Nuclear and chemical cleaning solution

DeconGel is a gel created by CBI Polymers INC used to clean up after chemical and nuclear disasters. The product has been tested by numerous agencies and organizations in Japan including first responders, nuclear power plant operators, and private companies.

==History==
DeconGel was created by CBI Polymers INC in Honolulu, Hawaii, in June 2011. Since then it has been used commercially to clean up chemicals and nuclear waste.
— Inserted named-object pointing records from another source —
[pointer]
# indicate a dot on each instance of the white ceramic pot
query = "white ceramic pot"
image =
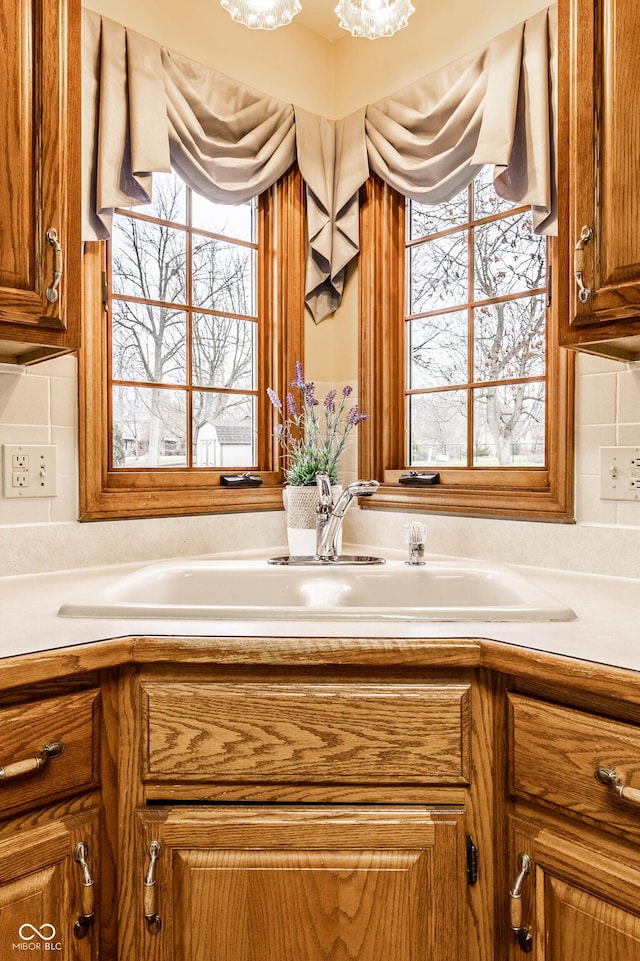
(300, 504)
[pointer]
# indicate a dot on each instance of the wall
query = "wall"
(331, 79)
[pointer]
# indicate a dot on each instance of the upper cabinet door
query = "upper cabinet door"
(603, 169)
(39, 175)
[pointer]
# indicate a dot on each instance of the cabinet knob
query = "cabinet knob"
(612, 780)
(584, 293)
(85, 918)
(515, 905)
(51, 292)
(31, 765)
(151, 915)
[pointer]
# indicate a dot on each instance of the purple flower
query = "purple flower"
(298, 380)
(354, 417)
(329, 402)
(309, 394)
(273, 397)
(291, 406)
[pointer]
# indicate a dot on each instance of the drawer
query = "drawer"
(555, 751)
(306, 733)
(25, 729)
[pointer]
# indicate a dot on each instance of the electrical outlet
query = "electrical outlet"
(620, 473)
(29, 470)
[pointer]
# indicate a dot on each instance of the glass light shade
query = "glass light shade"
(262, 14)
(374, 18)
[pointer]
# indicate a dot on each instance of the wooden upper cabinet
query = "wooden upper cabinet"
(39, 178)
(600, 175)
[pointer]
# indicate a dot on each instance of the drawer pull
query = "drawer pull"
(151, 915)
(83, 923)
(610, 779)
(31, 764)
(515, 906)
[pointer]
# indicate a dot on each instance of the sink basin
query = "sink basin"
(240, 590)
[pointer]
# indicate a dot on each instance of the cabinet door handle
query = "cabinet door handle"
(52, 239)
(612, 780)
(584, 293)
(87, 909)
(515, 905)
(151, 915)
(31, 764)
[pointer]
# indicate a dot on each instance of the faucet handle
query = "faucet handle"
(416, 538)
(325, 496)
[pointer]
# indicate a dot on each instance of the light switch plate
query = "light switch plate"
(29, 470)
(620, 473)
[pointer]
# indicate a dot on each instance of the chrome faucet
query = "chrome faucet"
(330, 515)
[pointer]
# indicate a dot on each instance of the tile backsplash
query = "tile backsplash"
(40, 406)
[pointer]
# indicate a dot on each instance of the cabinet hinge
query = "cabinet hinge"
(472, 861)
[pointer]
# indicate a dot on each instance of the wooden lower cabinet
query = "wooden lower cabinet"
(46, 900)
(580, 899)
(302, 883)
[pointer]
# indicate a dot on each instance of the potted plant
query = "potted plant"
(312, 436)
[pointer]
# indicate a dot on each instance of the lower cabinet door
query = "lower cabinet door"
(578, 902)
(302, 884)
(47, 885)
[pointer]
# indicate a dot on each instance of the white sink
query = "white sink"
(239, 590)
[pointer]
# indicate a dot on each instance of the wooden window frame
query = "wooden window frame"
(112, 494)
(538, 493)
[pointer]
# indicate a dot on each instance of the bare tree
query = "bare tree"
(150, 336)
(508, 330)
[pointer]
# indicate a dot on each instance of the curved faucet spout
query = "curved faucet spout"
(330, 516)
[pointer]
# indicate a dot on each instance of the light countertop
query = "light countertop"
(605, 630)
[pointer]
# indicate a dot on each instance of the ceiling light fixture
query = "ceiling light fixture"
(262, 14)
(374, 18)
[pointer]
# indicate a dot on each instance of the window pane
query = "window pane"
(148, 343)
(224, 430)
(148, 260)
(508, 257)
(438, 350)
(432, 218)
(485, 200)
(224, 276)
(223, 352)
(169, 201)
(509, 425)
(438, 429)
(149, 427)
(438, 274)
(237, 222)
(510, 339)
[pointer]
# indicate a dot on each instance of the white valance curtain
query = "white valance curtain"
(147, 109)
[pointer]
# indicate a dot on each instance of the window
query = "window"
(462, 346)
(183, 319)
(183, 337)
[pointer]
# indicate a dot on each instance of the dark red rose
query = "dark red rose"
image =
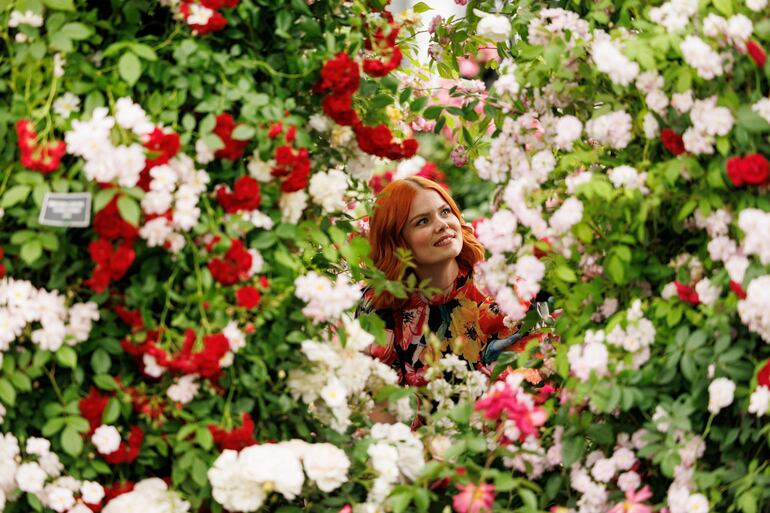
(162, 145)
(339, 107)
(687, 293)
(752, 169)
(757, 53)
(224, 272)
(44, 158)
(275, 129)
(340, 75)
(672, 141)
(236, 438)
(248, 297)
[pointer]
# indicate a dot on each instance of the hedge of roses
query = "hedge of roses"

Most notably being in Japan after the Fukushima nuclear disaster after the March 11, 2011 earthquake and subsequent tsunami compromised reactors and cooling baths at TEPCO’s Daiichi Nuclear Power Station left high levels of radiation on the Asahimachi Baptist School Building.

==Formulation==
While CBI Polymers has kept the full formulation a secret, The formula is a mix of surfactants, helates, thixotropy, wetting agents, defoamer, biocides and buffers.

DeconGel is currently active in three different formulas:

- DeconGel 1102 – Formulated for increased effectiveness on petroleum-based contaminants, including PCBs and oil spills. Applied by brush or trowel; spray on version also available.
- DeconGel 1108 – Formulated for heavy nuclear, toxic industrial chemical (TIC) and toxic industrial material (TIM) decontamination. Applied by brush or trowel.
- DeconGel 1128 – Spray-on version of 1108 for industrial sprayers and large coverage areas.

==Usage==
DeconGel can encapsulate most radioactive isotopes such as H-3, C-14, F-18, I-125, I-131, Tc-99, Tl-201, tritiated thymidine and transuranics such as Am-241, Pu-238, Pu-239, Pu-240, Pu-241, Pu-242, Cs-137, Cs-134, Co-60, Mn-54, Fe-55, Ni-63, Ni-59, Sr-90 and Co-58 as well as most toxic industrial chemicals and materials such as meth lab wastes, asbestos, PCB, crude oil, antimony, arsenic, barium, beryllium, cadmium, chromium, cobalt, copper, lead, nickel, selenium, silver, zinc, and molybdenum.

DeconGel has special properties that "wet out" a surface, allowing the gel to penetrate into contiguous pores. Often contamination is considered "fixed" when in fact the contaminants are actually "loose" but trapped within pores, unable to be removed via common decontamination techniques. DeconGel can get within these pores and remove these contaminants making it appear that DeconGel has actually penetrated the substrate.

DeconGel can be applied by brush, trowel (small hand-held or large stand-up trowel) or sprayer (sprayer and/or product may need to be modified to work). For small surface areas a paint brush, a small trowel or a hand-held sprayer can be used. For large complex surfaces, an industrial type sprayer may be more practical. For large horizontal surfaces, either a sprayer or a stand-up trowel may be used.

When spraying DeconGel, multiple coats may be needed before peeling the gel from the surface. The thicker the dried gel is, the easier it is to remove from the surface.